Many of the papers found the exploration of the composers, and indeed the images’ relationship with ‘objectivity’ and ‘authenticity’ fruitful. Voss interrogated this issue in her consideration of Darwin’s willingness to alter images during the production process. She discounts the suggestion that by altering the images Darwin was seeking to add greater import to scientific ‘authenticity’ of his work, but wished to perfect them as studies of expressions which would be active to a non-scientific audience. The issue was particularly prevalent in Warwick Anderson’s (Imperial College, London) presentation on x-rays as evidence in German Orthopaedic surgery. The use of x-rays as objective evidence in medical diagnosis and its subsequent take-up by the profession in the late nineteenth and early twentieth centuries was explored. Using the example of the treatment of congenital dislocation of the hip in Germany, he asserted that ‘x-rays produced new definitions of what constituted a satisfactory cure.’ The work highlighted the tension between the anatomical correctness of the patient, as suggested by x-rays, and the functionality of the hips under treatment. Prior to the introduction of x-rays the successful treatment of a dislocated hip was defined by the patients’ ability to walk. Surgeons such as Albert Hoffa, one of the leading exponents of orthopaedic surgery, paraded children under treatment during presentations of his work to ‘prove’ their recovery. The introduction of x-rays problematised this definition of recovery, the x-rays showed that the treated hips were not always anatomically ‘correct’ suggesting that ‘a new kind of visual display in which the anatomical, rather than functional effect of the operation, became the main focus of interest’.

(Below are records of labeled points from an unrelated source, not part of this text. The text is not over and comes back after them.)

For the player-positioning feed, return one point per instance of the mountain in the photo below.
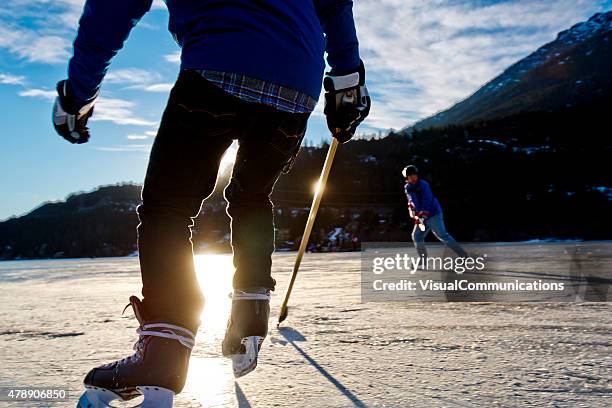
(574, 68)
(99, 223)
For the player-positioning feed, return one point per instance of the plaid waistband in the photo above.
(260, 91)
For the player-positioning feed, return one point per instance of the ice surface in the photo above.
(60, 318)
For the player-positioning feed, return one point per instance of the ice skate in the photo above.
(246, 329)
(157, 369)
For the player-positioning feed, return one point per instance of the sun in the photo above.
(215, 272)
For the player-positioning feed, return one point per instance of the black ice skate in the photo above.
(246, 329)
(157, 370)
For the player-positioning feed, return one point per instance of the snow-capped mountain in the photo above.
(574, 68)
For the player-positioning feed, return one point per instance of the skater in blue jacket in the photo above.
(426, 213)
(250, 71)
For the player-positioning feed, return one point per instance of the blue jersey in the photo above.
(421, 196)
(278, 41)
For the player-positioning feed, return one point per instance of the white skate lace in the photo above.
(187, 340)
(239, 295)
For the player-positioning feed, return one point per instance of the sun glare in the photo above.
(215, 272)
(230, 156)
(210, 378)
(316, 187)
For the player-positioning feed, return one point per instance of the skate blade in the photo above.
(243, 364)
(154, 397)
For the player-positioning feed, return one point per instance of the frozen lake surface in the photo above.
(59, 318)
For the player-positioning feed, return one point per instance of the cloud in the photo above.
(38, 93)
(137, 78)
(131, 76)
(119, 112)
(175, 57)
(423, 57)
(11, 79)
(146, 135)
(161, 87)
(125, 148)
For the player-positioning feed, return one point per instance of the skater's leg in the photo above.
(436, 223)
(182, 172)
(267, 147)
(418, 237)
(269, 143)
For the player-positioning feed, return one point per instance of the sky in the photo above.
(421, 57)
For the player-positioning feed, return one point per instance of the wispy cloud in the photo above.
(161, 87)
(131, 76)
(146, 135)
(422, 57)
(11, 79)
(38, 93)
(175, 57)
(125, 148)
(119, 112)
(136, 78)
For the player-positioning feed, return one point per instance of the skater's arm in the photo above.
(336, 17)
(103, 28)
(427, 198)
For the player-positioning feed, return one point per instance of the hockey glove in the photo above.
(69, 120)
(347, 103)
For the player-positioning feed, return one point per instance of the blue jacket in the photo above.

This late nineteenth century theme of the tension which existed between the anatomical correctness and the functionality of the body as a machine, and concerns with degeneracy and modernity was present in Anthea Callen’s (University of Nottingham) presentation on the ideals of the labouring male body and Michael Sappol’s (National Library of Medicine, Bethesda) study of the work of Fritz Kahn. Sappol gave a fascinating presentation of examples of Kahn’s conceptual medical illustrations from his works published in the first half of the twentieth century. It was, as stated by Sappol himself, ‘an appreciation of Kahn’s art and career’. Kahn situated ‘the body in industrial modernity’ and the presentation touched on many of the themes which had emerged earlier in the day; the reading and viewing of medical illustrations by domestic, non-scientific audiences and the extent to which science and knowledge objectify the body, resulting in the loss of emotion and humanity. The theme of emotion, and its evocation, was a focus of Robin Anne O’Sullivan’s (independent scholar) examination of Bill Viola’s, The Passions. The affect of his series of visual images on an audience and their ability to view and read them was a primary concern of her study. Comparing The Passions to the devotional art of the late Middle Ages and the Renaissance, O’Sullivan contested that a limiting factor of Viola’s work was the inability of modern audiences to fully ‘embody’ and empathise with the images. Unlike the devotional art of earlier periods audiences were no longer aware of how to engage with such images, they no longer provided the ‘catalyst to meditation’ Viola intended. O’Sullivan drew on a theme present in many of the other studies, the impact different cultures of empathy and of reading had upon the use of medical illustration.